Senate Republicans on Thursday blocked a measure that would have allowed the Equal Rights Amendment (ERA) to be added to the Constitution.
Senators voted 51 to 47 to invoke cloture on a motion to proceed, falling short of the 60 votes it it needed.
Sens. Lisa Murkowski (Alaska) and Susan Collins (Maine) were the lone Republicans to vote with every Democrat.
The ERA passed Congress in 1972, having been first proposed in 1923. Constitutional amendments, under U.S. law, must be ratified by three-quarters of all state legislatures, meaning 38 states.
In 2020, Virginia became the 38th state to ratify the ERA, but it did so after the 1982 deadline to ratify the amendment had passed.
The Senate resolution would have removed the deadline so that the ERA could become the 28th Amendment. Sen. Ben Cardin (D-Md.) and Murkowski were the resolution’s lead co-sponsors.
Senate Majority Leader Chuck Schumer (D-N.Y.) argued throughout the week that the legislation was needed following the Supreme Court‘s ruling last summer that overturned Roe v. Wade.
“This resolution is as necessary as it is timely. America can never hope to be a land of freedom and opportunity so long as half of its population is treated like second class citizens,” Schumer said on the Senate floor ahead of the vote.
“There is no good reason — none — for this chamber, this Congress and this nation to bind itself to limitations set 50 years ago,” he continued. “If you look at the terrible things happening to women’s rights in this country, it’s clear we must act. To the horror of hundreds of millions of American people, women in America have far fewer rights today than they did a year ago.”
Schumer switched his vote to “no” in order to bring up the bill at another time.
Nearly a dozen House Democrats marched across the Capitol to the Senate shortly before the vote began on Thursday to demand that the upper chamber pass the measure.
During the trek through the building, members of the ERA Caucus and Democratic Women’s Caucus chanted “what do we want? ERA. When do we want it? Now.”
“We’re right outside the Senate chamber while the vote is happening for the ERA right now. So the House is standing, saying to the Senate we need you to make the ERA happen today. ERA now,” Rep. Cori Bush (D-Mo.), a co-chair of the ERA Caucus, said before entering the Senate chamber.

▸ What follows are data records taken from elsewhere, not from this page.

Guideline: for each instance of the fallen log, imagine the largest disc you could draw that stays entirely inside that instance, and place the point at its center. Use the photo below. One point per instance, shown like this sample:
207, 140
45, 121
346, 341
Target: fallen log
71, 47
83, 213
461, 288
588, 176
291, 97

Rep. Ayanna Pressley (D-Mass.), another co-chair of the Caucus, said “gender equality can’t wait, there should be no deadline for that.”
“It’s been over 100 years, we deserve for gender equality to be enshrined in the Constitution. We’re gonna go in here, look at our Senate colleagues and demand they do the right thing, do the right thing by the women of this country,” she added.